Затянувшаяся на долгие годы имперская, а потом гражданская войны разорили Россию. Наступили голодные годы, особенно тяжкие для Поволжья в начале 1920-х. Поля стояли голые, сёла пустели, а люди теряли последнюю надежду. Чтобы спасти измождённых, истощённых детей от верной голодной смерти, мать наша, Александра Макаровна, приняла непростое решение: вывезти нас в более благополучную губернию — Пензенскую «на прокормление». Путь предстоял нелёгкий, но выбора не оставалось: только так можно было дать нам шанс на жизнь.

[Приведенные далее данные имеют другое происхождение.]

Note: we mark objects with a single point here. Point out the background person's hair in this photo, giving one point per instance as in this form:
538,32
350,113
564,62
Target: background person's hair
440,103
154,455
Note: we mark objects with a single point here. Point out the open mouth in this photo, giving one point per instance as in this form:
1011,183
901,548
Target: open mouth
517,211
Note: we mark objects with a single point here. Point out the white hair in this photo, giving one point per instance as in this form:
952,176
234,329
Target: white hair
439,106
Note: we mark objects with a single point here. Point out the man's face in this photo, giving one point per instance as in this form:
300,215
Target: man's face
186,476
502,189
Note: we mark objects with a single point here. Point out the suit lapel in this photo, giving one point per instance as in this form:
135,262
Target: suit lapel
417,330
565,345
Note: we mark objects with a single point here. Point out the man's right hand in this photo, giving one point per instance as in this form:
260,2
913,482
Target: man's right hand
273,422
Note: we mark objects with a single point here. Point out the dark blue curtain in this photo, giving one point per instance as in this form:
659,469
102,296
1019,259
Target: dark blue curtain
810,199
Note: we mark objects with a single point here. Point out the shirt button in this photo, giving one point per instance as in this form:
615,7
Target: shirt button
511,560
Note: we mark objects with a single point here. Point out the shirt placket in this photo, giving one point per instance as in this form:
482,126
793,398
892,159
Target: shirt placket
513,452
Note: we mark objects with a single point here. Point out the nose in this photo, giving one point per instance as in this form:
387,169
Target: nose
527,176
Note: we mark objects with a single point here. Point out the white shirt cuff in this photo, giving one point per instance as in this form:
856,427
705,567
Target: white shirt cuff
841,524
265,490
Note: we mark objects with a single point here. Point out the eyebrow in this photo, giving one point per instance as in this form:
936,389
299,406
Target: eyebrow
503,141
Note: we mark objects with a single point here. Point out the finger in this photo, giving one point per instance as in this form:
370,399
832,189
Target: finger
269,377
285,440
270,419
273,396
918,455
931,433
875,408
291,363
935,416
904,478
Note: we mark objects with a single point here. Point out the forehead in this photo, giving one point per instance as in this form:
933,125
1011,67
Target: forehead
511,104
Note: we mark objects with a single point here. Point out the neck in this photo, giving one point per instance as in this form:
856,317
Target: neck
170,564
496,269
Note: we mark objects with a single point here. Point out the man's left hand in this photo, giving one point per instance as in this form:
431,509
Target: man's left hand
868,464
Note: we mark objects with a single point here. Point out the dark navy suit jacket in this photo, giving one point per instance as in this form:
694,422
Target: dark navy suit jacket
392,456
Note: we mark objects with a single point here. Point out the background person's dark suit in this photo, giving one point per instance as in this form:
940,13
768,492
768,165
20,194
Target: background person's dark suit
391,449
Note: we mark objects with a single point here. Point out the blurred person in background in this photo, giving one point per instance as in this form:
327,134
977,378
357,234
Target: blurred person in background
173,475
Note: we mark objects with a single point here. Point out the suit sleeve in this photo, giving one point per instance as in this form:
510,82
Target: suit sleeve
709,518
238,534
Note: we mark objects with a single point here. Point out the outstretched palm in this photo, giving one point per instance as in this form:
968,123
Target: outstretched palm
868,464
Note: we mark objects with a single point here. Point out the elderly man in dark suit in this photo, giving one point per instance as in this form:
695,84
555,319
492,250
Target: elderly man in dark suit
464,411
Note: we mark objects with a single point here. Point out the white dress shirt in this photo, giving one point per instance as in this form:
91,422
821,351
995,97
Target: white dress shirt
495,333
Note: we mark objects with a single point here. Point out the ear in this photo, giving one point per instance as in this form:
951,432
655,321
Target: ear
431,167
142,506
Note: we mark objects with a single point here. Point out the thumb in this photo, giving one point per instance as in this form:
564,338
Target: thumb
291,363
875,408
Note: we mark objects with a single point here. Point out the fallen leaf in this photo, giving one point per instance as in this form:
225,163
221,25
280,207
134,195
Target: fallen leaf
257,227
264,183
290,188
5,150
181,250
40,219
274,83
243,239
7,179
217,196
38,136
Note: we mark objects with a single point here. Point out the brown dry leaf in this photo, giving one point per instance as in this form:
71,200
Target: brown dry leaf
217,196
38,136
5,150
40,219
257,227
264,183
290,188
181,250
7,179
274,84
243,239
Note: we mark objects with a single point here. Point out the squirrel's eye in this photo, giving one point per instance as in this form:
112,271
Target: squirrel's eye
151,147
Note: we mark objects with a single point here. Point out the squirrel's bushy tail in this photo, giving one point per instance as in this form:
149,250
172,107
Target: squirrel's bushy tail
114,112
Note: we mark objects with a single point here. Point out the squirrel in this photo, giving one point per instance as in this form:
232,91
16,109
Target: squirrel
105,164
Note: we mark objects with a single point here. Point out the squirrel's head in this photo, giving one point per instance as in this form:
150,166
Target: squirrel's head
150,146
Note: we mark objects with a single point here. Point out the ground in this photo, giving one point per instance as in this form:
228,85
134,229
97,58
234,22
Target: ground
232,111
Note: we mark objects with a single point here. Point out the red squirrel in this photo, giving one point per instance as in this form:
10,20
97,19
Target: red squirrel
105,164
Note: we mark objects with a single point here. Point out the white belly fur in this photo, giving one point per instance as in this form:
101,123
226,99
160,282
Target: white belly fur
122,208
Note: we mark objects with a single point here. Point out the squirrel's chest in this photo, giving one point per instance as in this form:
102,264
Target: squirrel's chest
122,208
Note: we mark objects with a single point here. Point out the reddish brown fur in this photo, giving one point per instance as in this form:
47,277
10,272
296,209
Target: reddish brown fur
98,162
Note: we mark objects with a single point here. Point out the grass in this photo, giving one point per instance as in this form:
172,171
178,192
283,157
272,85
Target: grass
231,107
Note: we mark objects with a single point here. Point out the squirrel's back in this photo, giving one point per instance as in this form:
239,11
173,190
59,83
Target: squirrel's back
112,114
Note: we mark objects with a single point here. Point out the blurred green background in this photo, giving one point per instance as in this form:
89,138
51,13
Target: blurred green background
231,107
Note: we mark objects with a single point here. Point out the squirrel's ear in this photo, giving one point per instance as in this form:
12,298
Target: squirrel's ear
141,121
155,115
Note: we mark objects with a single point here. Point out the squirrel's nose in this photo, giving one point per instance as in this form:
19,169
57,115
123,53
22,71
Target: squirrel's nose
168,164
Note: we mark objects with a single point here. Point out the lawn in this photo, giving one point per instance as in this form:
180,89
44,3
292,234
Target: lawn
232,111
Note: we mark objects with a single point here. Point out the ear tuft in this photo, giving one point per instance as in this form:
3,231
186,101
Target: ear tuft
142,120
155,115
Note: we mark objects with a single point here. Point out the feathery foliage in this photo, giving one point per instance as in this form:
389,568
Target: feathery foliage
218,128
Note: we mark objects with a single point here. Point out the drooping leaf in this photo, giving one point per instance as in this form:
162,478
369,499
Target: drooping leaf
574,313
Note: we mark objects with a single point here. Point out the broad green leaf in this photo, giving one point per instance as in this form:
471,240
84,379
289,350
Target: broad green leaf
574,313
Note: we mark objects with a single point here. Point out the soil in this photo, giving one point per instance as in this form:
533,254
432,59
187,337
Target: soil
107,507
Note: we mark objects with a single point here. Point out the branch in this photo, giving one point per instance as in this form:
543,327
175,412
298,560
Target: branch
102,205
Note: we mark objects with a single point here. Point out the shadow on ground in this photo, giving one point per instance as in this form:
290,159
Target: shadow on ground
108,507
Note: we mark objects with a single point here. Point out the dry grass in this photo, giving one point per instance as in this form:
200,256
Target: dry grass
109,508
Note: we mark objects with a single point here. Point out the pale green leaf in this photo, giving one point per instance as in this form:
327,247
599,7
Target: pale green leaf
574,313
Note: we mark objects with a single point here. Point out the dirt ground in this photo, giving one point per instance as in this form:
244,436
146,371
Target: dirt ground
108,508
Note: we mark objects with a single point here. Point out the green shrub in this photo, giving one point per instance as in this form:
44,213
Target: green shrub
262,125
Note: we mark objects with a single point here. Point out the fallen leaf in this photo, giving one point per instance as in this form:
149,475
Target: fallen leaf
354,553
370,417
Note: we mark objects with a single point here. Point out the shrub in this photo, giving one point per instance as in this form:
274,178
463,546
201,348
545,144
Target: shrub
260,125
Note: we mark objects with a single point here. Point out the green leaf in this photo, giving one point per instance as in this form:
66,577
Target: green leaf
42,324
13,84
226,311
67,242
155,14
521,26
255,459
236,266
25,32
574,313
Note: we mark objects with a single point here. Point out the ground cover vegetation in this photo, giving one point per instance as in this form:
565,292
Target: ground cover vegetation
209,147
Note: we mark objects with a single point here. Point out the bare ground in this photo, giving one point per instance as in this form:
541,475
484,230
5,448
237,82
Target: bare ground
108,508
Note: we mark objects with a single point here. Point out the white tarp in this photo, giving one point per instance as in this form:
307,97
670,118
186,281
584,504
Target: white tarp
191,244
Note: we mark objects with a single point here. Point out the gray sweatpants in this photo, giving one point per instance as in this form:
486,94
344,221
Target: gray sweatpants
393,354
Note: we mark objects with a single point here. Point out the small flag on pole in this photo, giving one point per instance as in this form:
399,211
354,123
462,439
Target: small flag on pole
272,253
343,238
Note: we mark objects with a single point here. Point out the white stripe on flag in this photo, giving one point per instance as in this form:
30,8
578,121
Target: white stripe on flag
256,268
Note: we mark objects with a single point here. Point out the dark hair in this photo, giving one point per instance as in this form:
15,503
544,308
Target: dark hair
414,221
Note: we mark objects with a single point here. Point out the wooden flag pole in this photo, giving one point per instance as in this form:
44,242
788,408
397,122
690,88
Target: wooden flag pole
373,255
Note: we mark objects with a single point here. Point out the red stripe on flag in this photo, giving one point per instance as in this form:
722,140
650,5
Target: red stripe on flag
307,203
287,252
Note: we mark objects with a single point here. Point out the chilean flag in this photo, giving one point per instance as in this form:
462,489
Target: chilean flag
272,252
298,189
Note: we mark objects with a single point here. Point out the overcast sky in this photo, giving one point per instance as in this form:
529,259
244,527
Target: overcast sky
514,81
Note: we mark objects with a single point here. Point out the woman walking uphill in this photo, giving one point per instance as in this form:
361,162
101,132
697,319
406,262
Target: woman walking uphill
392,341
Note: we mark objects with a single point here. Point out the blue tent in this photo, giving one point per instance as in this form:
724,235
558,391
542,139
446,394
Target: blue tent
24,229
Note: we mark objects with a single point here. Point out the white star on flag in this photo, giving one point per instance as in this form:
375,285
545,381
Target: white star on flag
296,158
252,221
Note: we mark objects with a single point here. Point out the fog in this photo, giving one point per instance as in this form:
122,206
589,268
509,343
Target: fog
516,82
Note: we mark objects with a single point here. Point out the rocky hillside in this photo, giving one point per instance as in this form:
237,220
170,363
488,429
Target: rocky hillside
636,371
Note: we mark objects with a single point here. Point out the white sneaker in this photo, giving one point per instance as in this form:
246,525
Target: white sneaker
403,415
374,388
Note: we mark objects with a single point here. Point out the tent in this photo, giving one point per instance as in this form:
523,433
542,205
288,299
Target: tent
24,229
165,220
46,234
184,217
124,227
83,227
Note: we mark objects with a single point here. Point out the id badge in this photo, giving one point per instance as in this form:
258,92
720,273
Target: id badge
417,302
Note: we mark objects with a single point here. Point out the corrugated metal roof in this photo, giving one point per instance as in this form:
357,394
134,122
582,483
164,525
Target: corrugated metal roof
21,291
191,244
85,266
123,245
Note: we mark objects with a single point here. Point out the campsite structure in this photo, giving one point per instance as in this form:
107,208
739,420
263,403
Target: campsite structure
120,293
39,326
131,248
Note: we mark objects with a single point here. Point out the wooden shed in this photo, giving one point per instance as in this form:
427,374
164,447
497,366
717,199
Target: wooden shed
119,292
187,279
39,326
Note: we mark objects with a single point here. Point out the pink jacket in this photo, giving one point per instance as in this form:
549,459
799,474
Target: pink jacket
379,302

1920 год. Засуха. Голод. В тот год эмиграция из Поволжья от голодной смерти была массовой. Из Поволжья люди уходили целыми семьями — кто пешком, кто на телегах, превращённых в подобие кибиток. Грузили на них нехитрый скарб: холщовые мешки с остатками муки, старые зипуны, чугунки, иконы в медных окладах — всё, что могло пригодиться в дороге. Таборами саратовцы направлялись в Тамбов, Пензу и дальше — в места, которых не коснулась засуха 1920-го года. Туда, где, по слухам, ещё можно было найти хлеб, работу, спасение. В селе оставались лишь те, у кого не было сил подняться, да те, кто до последнего надеялся на чудо. Выбора не было, надо было уезжать… Начало собираться в путь и наше село. Мужчины, потерявшие семьи, одинокие бродяги, неохотно брали в свою компанию, в свои спутники, многодетных матерей. К кому не обращалась моя мать, везде получала отказ. Выслушали её только трое — Герасим Загулин, Константин Евдокимов, а с ними Максим Емельянов.